If you’re going to fund your purchase, your bank might discover the building a dangerous investment due to amount of investors and deny your loan. Should there be a lot of investors, it is then more difficult to locate banks willing to offer mortgages, which can have an effect on the resale value of your own home, also. As being a good rule of thumb, be sure investors own lower than 30 % from the building.

3. Will This Fit Your Lifestyle?

Condos are a fun way to possess a property while not having to personally deal with maintenance costs, since these are usually bundled to your fees each month and taken care of by professionals. Remember that residing in a condominium also means being a member of a residential district, so be sure you’re at ease with the quantity of activity and noise you will be coping with with your building.
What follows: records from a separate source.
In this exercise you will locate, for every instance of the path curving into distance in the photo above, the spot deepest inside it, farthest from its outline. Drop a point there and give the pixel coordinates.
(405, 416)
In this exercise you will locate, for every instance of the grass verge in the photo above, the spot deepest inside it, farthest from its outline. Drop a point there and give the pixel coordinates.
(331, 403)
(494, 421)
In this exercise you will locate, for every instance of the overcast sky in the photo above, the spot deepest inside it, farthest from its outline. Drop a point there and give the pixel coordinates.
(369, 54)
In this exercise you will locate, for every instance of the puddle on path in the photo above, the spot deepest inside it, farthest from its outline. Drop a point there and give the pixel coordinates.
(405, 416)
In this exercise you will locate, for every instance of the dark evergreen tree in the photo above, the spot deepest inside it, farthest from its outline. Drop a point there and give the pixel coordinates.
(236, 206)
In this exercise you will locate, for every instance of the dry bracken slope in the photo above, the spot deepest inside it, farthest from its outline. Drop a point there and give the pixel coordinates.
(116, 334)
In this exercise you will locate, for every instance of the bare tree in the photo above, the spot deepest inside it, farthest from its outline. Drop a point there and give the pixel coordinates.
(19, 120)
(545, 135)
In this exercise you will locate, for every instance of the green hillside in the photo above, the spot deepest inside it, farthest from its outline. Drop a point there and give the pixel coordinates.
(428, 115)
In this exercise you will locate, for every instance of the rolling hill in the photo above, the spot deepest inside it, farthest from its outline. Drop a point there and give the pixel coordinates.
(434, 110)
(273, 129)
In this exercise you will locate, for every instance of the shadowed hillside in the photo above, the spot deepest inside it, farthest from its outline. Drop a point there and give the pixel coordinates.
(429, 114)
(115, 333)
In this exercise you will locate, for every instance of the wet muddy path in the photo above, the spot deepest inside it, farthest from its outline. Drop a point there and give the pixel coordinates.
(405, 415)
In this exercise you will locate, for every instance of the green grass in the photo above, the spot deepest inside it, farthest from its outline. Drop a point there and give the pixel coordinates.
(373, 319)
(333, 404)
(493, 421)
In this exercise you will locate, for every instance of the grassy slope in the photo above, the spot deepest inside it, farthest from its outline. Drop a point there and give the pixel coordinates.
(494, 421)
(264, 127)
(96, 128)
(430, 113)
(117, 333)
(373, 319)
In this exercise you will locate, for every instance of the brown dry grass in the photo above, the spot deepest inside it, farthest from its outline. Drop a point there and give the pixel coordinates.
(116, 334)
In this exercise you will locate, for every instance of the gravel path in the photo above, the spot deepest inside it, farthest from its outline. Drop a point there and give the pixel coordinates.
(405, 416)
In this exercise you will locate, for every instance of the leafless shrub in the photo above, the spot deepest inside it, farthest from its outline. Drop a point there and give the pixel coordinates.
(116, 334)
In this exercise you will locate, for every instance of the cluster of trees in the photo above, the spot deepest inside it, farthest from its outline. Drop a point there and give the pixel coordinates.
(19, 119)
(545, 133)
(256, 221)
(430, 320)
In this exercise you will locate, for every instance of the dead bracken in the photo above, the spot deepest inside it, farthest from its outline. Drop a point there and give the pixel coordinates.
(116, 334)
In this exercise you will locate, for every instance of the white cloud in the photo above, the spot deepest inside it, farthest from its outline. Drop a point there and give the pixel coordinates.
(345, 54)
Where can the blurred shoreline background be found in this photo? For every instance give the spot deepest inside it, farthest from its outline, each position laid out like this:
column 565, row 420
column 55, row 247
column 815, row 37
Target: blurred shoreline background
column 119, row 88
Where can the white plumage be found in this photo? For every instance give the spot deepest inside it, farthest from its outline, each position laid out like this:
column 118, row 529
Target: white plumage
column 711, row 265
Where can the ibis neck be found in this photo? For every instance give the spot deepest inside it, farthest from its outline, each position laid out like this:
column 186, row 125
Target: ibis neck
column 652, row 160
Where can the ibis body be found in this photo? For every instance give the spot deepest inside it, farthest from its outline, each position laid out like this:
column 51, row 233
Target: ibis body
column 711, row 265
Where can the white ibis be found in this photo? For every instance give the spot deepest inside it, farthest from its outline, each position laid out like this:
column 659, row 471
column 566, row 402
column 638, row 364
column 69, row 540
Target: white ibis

4. Which are the Condo Fees?

Although it may go through like you’re saving by purchasing Artra Condo as opposed to a house, keep in mind that the continued fees have to be taken into consideration. Discover beforehand simply how much you will be on the hook for every month, and factor late charges to your budget before you sign on the dotted line.

5. Which are the Reserves Like?

Although it could possibly be difficult to acquire this information from the board before you buy, many sellers will openly offer specifics of the property’s reserve funds. Seeing simply how much a building has in the reserve funds might help figure out how well the board handles the finances from the building. The reserve can also be employed for unforeseen costs, like broken pipes or new roofs. If the reserve cannot cover these costs, you may have to pay area of the bill.